Le militant de l’Union des Forces Démocratiques de Guinée (UFDG), Ibrahima Sory Camara a été condamné par la justice guinéenne à dix-huit mois de prison ferme. Jugé par le tribunal de première instance de Mafanco, Monsieur Camara n’a manifestement pas suscité ni la compassion ni bénéficié la clémence des juges. En l’occurrence il a écopé une très lourde peine. Dix-huit mois de privation de liberté et de surcroit dans les prisons guinéennes représentent une punition lourde de conséquence.

Le militant de l’UFDG était poursuivi pour injure, outrage et diffamation à l’égard du président de la République Monsieur Alpha Condé. Dans une vidéo mise en ligne sur Facebook Monsieur CAMARA avait suggéré l’implication directe de la présidence de la République dans l’incendie qui a ravagé récemment le marché de Madina, le plus grand de la capitale Conakry. Il avait laissé entendre qu’une réunion a eu lieu sous les hospices du chef de l’Etat et qui aurait eu pour ordre de jour la planification et l’exécution de l’incendie de ce marché. Il a été interpellé et incarcéré le 22 mars dernier après la découverte de cette vidéo sur le réseau social.

C’est donc avec la plus grande célérité que la justice guinéenne, réputée pour sa nonchalance, a diligenté, instruit et jugé cette affaire. Puisque le verdict est tombé ce lundi 9 avril. Il faut se réjouir de cette célérité. Elle atteste à l’évidence une capacité opérationnelle jusque là insoupçonnée. La lenteur de cette justice commençait à être préoccupante. De même le manque de volonté par rapport à certains dossiers commençait à susciter l’étonnement. On se rappelle que plusieurs plaintes déposées notamment par des opposants n’ont pas été jugées recevables. Il faut espérer que ces plaintes n’avaient pas été formulées et déposées dans le respect des procédures et des normes légales.

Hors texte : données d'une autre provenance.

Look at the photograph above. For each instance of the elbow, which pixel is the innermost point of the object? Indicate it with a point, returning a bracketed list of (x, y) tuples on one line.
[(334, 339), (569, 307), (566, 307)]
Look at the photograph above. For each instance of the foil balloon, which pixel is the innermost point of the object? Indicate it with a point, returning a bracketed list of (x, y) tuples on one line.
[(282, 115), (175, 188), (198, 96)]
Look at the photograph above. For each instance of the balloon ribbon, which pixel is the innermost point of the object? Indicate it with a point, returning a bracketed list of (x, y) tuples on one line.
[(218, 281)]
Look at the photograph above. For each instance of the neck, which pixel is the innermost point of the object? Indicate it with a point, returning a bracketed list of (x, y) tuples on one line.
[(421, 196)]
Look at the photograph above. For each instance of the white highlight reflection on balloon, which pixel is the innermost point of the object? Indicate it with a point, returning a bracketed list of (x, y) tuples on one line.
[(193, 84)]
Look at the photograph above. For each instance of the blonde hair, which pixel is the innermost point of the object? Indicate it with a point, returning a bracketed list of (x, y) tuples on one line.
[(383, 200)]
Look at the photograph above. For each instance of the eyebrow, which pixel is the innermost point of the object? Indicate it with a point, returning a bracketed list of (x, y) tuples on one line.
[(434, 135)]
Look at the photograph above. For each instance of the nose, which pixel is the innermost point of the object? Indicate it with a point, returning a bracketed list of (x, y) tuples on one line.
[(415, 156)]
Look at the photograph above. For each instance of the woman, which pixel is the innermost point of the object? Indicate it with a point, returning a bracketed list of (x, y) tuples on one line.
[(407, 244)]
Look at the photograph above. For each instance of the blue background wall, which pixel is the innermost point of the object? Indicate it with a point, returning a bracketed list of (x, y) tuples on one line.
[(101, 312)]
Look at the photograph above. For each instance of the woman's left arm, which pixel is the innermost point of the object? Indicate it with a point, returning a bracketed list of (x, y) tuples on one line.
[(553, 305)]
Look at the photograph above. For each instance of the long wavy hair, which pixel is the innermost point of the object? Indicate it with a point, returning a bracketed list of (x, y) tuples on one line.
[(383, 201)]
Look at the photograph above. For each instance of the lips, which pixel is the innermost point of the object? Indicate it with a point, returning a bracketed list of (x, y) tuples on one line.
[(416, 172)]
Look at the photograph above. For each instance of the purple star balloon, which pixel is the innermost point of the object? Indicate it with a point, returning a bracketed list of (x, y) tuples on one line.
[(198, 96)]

En tout cas l’efficacité et la rapidité qui ont présidé à la condamnation de ce militant de l’opposition montre que notre justice est fonctionnelle et opérationnelle et qu’elle peut agir. C’est un motif de satisfaction dans une affaire triste qu’est la lourde condamnation d’un opposant politique. Maintenant il faut que cet élan puisse se perpétuer dans toutes les autres affaires. Si la justice veut garder son honneur et susciter l’espérance, elle ne doit pas laisser se répandre dans l’opinion l’idée d’une action sélective. Ce sentiment fera croire qu’il y a les bons et les mauvais justiciables selon le tropisme politique, les moyens et les relations.

Maintenant qu’elle s’est réveillée, la justice doit rester en veille et agir seulement selon le droit, l’appréciation de l’infraction, du délit ou du crime commis et la volonté de protéger les citoyens. La justice et les juges Guinéens s’engagent dans une nouvelle dimension. Celle de sanctionner le droit. Le peuple se rassure et espère.

Il faut signaler que juste après l’annonce du verdict, l’opposition a crié au procès politique et dénoncé une justice aux ordres, inféodée au pouvoir. Elle a également dénoncé la sélectivité dans l’action des juges. Certains citoyens aussi s’indignent et dénoncent cette action sélective. C’est le cas de Monsieur Bouna Condé, animateur de la plateforme DSP sur Facebook et qui n’est pas connu pour être un opposant fanatique et radicalisé. Il dénonce la sévérité de la peine et rappelle que l’extrémisme n’est pas l’apanage de l’opposition « Ce que je pense de la condamnation du propagandiste de l’UFDG à 18 mois de prison ferme : je trouve la peine sévère bien que justifiée. Par contre, je dénonce le deux poids deux mesures. Ibrahima Sory Camara est certes un pyromane, mais il y en a de l’autre côté aussi. Ils doivent répondre de leurs responsabilités devant les tribunaux »

Les avocats de Monsieur Camara quant à eux projettent d’interjeter appel.